Au cœur de son œuvre, nous allons de surprise en surprise. Sans cesse à se perdre et à se retrouver. Joël Kermarrec pense "oui et non" dans le même espace ; c’est en cela, selon les termes d’Hölderlin, qu’il est un poète.

Il voulait embrasser le monde mais il savait que le monde est une histoire, une énigme qui ne se livre que grâce à l’exercice d’une interprétation, d’une initiation qu’il mettait en œuvre à travers ses travaux, sa passion des formes, de l’histoire de l’art, de l’ésotérisme du langage, du partage de la pensée avec ses amis, de la transmission "engagée" avec les étudiants.
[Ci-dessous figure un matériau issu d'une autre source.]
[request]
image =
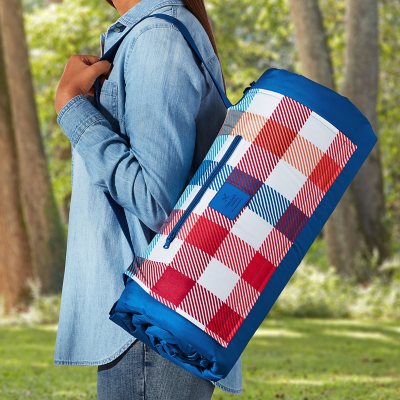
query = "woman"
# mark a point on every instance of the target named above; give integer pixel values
(159, 113)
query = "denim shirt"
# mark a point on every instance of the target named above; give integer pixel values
(159, 113)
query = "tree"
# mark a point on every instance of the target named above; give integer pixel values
(43, 228)
(356, 227)
(15, 267)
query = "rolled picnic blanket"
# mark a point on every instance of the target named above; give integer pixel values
(286, 153)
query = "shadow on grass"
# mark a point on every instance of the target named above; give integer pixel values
(299, 359)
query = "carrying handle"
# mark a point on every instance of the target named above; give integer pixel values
(110, 54)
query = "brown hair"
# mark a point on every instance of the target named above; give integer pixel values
(198, 8)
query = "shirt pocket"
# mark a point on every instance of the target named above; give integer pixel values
(109, 103)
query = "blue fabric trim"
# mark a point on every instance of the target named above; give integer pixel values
(149, 315)
(332, 106)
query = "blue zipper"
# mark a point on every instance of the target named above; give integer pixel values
(198, 195)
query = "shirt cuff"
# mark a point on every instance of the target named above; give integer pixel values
(76, 116)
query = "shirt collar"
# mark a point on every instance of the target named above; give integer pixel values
(134, 14)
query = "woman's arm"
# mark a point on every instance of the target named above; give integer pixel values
(164, 88)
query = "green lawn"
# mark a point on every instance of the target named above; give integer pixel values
(300, 359)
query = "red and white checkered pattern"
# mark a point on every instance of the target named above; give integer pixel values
(215, 268)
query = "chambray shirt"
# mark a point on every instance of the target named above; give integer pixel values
(159, 114)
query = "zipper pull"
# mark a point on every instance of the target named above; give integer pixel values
(168, 241)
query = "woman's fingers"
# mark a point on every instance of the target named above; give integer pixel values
(97, 69)
(89, 59)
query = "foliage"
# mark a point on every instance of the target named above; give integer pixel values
(251, 36)
(54, 33)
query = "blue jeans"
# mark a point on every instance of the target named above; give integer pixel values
(140, 373)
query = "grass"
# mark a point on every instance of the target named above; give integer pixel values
(299, 359)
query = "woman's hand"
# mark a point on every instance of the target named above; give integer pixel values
(78, 77)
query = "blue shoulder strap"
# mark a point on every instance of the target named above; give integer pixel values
(109, 56)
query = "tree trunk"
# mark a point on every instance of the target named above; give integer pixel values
(360, 85)
(43, 224)
(348, 247)
(15, 265)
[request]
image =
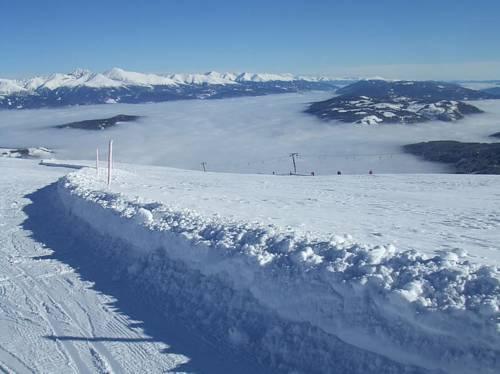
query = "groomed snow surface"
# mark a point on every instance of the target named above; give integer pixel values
(257, 266)
(291, 299)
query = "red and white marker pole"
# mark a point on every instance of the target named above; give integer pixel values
(97, 161)
(110, 161)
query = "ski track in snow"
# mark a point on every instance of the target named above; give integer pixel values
(53, 320)
(167, 288)
(369, 308)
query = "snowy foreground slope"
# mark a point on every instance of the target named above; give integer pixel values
(304, 300)
(258, 266)
(61, 311)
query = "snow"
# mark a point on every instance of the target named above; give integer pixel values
(138, 79)
(251, 134)
(364, 299)
(36, 152)
(61, 310)
(299, 274)
(370, 120)
(10, 86)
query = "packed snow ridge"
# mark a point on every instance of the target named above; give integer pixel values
(296, 302)
(117, 77)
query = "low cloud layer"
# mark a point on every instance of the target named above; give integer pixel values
(250, 135)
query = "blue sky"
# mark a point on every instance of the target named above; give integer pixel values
(447, 39)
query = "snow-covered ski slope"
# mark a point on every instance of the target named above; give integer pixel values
(261, 263)
(349, 274)
(61, 309)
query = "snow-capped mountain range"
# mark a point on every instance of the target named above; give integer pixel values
(83, 87)
(117, 77)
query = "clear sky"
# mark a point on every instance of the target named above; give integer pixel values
(435, 39)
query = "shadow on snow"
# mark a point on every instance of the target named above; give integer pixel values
(49, 225)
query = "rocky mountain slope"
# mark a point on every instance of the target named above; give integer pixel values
(82, 87)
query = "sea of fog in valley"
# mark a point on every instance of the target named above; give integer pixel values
(248, 135)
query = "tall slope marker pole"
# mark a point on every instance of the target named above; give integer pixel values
(97, 161)
(110, 161)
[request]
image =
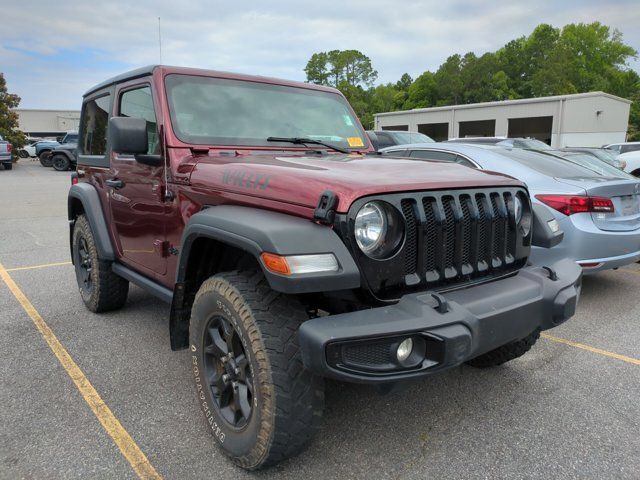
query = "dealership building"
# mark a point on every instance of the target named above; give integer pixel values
(584, 119)
(47, 123)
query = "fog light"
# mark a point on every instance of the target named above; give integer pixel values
(404, 349)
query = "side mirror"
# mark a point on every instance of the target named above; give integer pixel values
(128, 135)
(546, 230)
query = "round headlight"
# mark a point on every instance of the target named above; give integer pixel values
(370, 227)
(522, 213)
(378, 229)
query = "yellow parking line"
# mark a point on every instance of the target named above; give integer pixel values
(110, 423)
(44, 265)
(589, 348)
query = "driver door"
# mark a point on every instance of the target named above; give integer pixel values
(135, 191)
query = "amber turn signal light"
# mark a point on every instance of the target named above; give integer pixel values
(275, 263)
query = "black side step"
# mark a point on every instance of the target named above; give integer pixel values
(163, 293)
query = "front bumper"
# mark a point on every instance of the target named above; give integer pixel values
(451, 328)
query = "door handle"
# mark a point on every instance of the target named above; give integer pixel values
(117, 184)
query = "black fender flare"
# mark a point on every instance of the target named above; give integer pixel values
(256, 231)
(90, 200)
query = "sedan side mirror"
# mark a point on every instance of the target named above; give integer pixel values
(128, 136)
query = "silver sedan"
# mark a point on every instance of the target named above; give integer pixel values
(597, 208)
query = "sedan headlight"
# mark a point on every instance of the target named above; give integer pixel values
(378, 229)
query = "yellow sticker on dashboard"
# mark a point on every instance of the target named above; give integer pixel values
(355, 142)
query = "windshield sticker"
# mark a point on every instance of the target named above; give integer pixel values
(355, 142)
(246, 179)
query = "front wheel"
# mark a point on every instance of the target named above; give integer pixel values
(60, 162)
(506, 352)
(260, 403)
(101, 289)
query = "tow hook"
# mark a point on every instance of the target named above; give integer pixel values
(552, 273)
(443, 305)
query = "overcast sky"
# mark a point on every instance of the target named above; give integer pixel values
(52, 51)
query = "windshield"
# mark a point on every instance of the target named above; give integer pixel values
(598, 166)
(605, 155)
(412, 137)
(215, 111)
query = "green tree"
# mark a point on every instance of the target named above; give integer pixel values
(423, 92)
(449, 80)
(8, 118)
(341, 66)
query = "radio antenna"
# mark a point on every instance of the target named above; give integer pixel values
(160, 40)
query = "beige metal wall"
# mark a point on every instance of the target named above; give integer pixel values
(576, 120)
(50, 121)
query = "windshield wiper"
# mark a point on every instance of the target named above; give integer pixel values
(310, 141)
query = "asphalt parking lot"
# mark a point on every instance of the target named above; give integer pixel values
(567, 409)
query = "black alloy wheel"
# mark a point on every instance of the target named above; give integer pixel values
(228, 374)
(84, 265)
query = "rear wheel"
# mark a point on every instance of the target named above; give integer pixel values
(60, 162)
(506, 352)
(261, 404)
(101, 289)
(45, 158)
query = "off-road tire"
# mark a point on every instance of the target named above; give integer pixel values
(287, 406)
(45, 158)
(60, 162)
(109, 291)
(506, 352)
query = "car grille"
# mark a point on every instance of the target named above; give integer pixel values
(450, 237)
(444, 233)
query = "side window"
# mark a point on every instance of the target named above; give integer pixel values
(138, 103)
(433, 155)
(396, 153)
(95, 118)
(385, 140)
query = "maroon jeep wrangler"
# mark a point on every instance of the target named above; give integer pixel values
(289, 251)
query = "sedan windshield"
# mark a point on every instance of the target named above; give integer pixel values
(598, 166)
(405, 138)
(215, 111)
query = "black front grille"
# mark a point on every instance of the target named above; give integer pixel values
(446, 226)
(452, 237)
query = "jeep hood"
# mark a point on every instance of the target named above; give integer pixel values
(301, 179)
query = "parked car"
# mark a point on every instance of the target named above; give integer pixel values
(600, 153)
(590, 161)
(29, 150)
(518, 142)
(539, 146)
(290, 252)
(387, 138)
(599, 212)
(623, 147)
(45, 147)
(64, 157)
(6, 158)
(632, 162)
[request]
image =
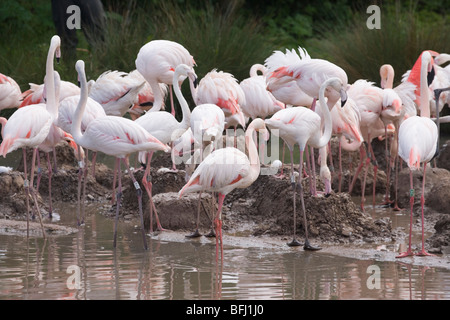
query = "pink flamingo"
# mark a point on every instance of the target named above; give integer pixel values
(207, 125)
(35, 94)
(302, 126)
(115, 136)
(309, 74)
(156, 62)
(224, 170)
(222, 89)
(116, 91)
(146, 96)
(418, 137)
(259, 103)
(10, 93)
(164, 127)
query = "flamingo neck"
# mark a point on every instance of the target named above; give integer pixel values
(424, 104)
(51, 104)
(326, 117)
(250, 144)
(76, 123)
(185, 122)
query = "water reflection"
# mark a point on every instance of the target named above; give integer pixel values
(38, 269)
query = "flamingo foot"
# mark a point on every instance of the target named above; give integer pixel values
(294, 243)
(307, 246)
(194, 234)
(408, 253)
(423, 253)
(211, 234)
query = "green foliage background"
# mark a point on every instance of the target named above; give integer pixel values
(230, 35)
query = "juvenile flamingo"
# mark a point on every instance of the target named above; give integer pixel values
(302, 126)
(156, 62)
(418, 137)
(224, 170)
(164, 127)
(115, 136)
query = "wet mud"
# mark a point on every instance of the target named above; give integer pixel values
(265, 209)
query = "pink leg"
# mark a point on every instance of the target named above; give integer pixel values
(26, 187)
(119, 200)
(411, 202)
(362, 155)
(422, 202)
(49, 165)
(218, 224)
(139, 195)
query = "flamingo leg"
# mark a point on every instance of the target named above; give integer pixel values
(422, 202)
(218, 226)
(119, 200)
(34, 193)
(26, 187)
(196, 233)
(307, 245)
(294, 242)
(139, 196)
(411, 202)
(49, 165)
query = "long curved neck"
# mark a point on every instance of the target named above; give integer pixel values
(257, 67)
(253, 156)
(185, 122)
(52, 106)
(326, 118)
(76, 123)
(158, 96)
(424, 104)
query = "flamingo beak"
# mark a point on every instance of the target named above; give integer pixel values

Ce principe de contradiction créait des "avancées" grâce à l’amour mais aussi au conflit, à l’illumination de la surprise qui en résultait. Il prenait et donnait avec la même générosité, cherchant avec espoir l’inespéré. Il y a de la lumière dans l’œuvre de Joël Kermarrec. Je crois que pour mieux la "voir", il fermait les yeux et laissait venir à lui les créatures nées de la dépense spirituelle qui était la sienne. Il conversait silencieusement avec certains travaux de Toni Grand, Gérard Gasiorowski, Wolfgang Gäfgen, Claude Viallat, Erik Dietman ou encore Sigmar Polke ou Klimt comme avec celles de jeunes artistes qu’il avait un vrai bonheur de découvrir, de défendre tout en les "malmenant", les dérangeant pour les faire sortir d’eux- mêmes. "Sortir de soi", déjouer les conventions lui étaient essentiel afin d’être disponible à la beauté, à l’éblouissement pour, grâce à l’art, être présent à toutes les dimensions de son être.

Dans son atelier, nous suivions parfois désorientés la complexité perceptive et mentale qu’était la sienne et d’un coup, comme l’ange ou l’étoile qu’il évoquait souvent, elle se métamorphosait en une sensation plus ample : la conscience de cette intense présence au monde. Entre veille et sommeil, c’est le don, la grâce, le "ravissement" que nous partagions avec lui grâce à ses œuvres autour de nous. Ces œuvres qui sont là, aujourd’hui, devant nous.